We have no compositional axe to grind here—other than to bring to the larger musical community information about valuable pieces with which it may not be familiar. I charge my fellow judges to favor no style over another as a matter of policy, make every effort to avoid bias and conflict of interest (the judges' guidelines are particularly clear on this last point) and try to provide well-considered evaluation at every stage of the audition process. The best music, in the opinion of the judges—the work that most closely fulfills its artistic intent, regardless of style—should win.
(It strikes me with a certain irony, as someone who has "been in the business" longer than I care to admit, that it used to be the composers of "romantic" or "accessible" music who worried about being frozen out of the running—at least in competitions sponsored by elite performing and educational institutions...Times have changed.)
Anything we at The American Prize can do to raise the profile of the art of musical composition through the winning works we select, helps regain for American composers some of the attention and respect they once had, and still deserve.
Here are answers to other questions we have received from composers about The American Prize in Composition.
Q: Why must composers send recordings? Why don't you just accept the scores? And why not mp3 or other online files?
A: The recorded component is key to the philosophy of The American Prize—central to what makes it unique. Different from many composition contests which require that only new, unperformed works be submitted, The American Prize in Composition seeks to evaluate and reward composers of works which have already been performed and recorded. Here's why we think that's important:
In an age when second hearings are sometimes more difficult to obtain than premieres, TAP provides a forum for the composer who has already accomplished thousands of hours of toil—shepherding a work from conception through to performance. By being previously performed—whether by a student, community or professional ensemble—submitted works have, to a certain extent, already been vetted. The scores (and parts) are more likely to be free of errors (and therefore more attractive to conductors interested in additional performances); the recording also helps provide the judges with more than a mind's ear conception: music being an aural art, they can hear (as well as see) the extent to which the composer seems to have satisfied his or her intended artistic aims, taking into consideration who is performing, of course.
As for recordings sent via the internet, not everyone has exceptional audio playback on their computers, but most musicians have excellent systems to listen to cds and dvds. Internet connections are not yet all created equal—some are prone to failure, others may be exceptionally slow. Besides, there is something tangible about a recording in the hand.
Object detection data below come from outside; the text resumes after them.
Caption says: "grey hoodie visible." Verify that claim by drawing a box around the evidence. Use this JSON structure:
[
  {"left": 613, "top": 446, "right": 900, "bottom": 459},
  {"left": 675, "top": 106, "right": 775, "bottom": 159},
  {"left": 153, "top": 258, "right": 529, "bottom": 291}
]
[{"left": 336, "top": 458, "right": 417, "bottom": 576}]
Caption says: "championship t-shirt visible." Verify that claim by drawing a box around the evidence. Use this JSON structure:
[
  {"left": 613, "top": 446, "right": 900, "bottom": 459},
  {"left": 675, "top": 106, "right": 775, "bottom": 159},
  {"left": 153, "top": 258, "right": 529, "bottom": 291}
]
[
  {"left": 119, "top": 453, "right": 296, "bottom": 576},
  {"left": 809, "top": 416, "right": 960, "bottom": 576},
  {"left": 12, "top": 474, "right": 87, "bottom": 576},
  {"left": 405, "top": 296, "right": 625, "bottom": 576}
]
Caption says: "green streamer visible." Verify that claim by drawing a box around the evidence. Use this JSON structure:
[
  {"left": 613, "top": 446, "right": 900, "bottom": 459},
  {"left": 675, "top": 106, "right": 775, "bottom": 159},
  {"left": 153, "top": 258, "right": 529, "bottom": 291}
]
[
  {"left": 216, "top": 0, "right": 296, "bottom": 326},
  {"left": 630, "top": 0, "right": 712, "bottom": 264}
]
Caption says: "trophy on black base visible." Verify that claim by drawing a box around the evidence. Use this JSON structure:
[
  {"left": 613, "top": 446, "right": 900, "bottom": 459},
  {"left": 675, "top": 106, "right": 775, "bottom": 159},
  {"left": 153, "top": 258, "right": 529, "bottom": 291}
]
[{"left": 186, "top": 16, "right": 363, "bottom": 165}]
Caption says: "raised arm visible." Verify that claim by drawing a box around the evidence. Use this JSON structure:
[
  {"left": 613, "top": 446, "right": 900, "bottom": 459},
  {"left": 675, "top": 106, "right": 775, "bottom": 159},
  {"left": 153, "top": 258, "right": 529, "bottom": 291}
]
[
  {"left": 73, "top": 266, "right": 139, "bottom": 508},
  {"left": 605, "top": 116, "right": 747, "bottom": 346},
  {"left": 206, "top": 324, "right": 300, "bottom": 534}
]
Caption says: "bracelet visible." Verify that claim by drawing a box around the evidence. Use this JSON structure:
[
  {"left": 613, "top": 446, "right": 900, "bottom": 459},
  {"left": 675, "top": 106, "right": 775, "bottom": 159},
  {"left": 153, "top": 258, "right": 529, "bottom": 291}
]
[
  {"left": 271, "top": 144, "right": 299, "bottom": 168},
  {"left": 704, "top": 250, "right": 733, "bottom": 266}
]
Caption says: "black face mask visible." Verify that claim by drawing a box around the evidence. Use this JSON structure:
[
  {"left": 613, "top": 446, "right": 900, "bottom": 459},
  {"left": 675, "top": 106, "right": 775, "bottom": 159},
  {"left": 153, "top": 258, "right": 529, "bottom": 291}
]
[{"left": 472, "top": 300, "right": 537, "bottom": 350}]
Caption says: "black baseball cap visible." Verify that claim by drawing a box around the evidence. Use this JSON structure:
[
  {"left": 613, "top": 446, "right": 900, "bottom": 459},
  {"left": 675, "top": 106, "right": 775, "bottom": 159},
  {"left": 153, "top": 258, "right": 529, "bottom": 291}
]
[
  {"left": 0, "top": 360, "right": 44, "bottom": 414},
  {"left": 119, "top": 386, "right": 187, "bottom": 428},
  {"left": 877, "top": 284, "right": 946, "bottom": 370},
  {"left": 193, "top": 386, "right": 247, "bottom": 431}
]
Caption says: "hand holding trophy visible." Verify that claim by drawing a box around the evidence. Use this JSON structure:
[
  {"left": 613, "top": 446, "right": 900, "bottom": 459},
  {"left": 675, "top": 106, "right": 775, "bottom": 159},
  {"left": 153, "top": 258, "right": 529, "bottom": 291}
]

Having a physical recording requires a commitment to the act of audition; it requires the musician to say "now I will focus on listening to this new work by Composer X," an act which still feels very different from clicking on an MP3 link.
Likewise, printed scores. Of course many composers have their music available as PDFs, but speaking as a conductor, I like to have the score open before me: I like to easily turn the pages, turn back quickly, check a fact, confirm a hunch, observe on the printed page the geography of the work. Music is far easier to read on paper than on a computer screen, where the monitor may be too small to see the whole page, or too small to read the notes.
II. What type of composers does The American Prize attract?A: Serious ones, both professionals and students. A number of composers we have heard from generated additional performances of works directly as a result of their placement in the competitions.
We are told that The American Prize helps give its laureates a way to cut through the welter of "noise" in the marketplace, to derive local, regional and national attention for their work, while seeking to provide contestants at various stages of the selection process—whether they win or not—with visibility and feedback far beyond the modest application fee.
Click on the WINNERS button on the homepage of The American Prize website to see our composer laureates.
Q: I am an American citizen living outside the U.S. May I still apply? What about recordings by foreign ensembles?
A: Perfectly fine. The competitions of The American Prize are open to all U.S. citizens, whether living in this country or abroad, and to others currently living, working and/or studying in the United States of America, its protectorates and territories. All application fees must be remitted in U.S. funds. Recordings by student, community or professional ensembles from anywhere in the world are acceptable.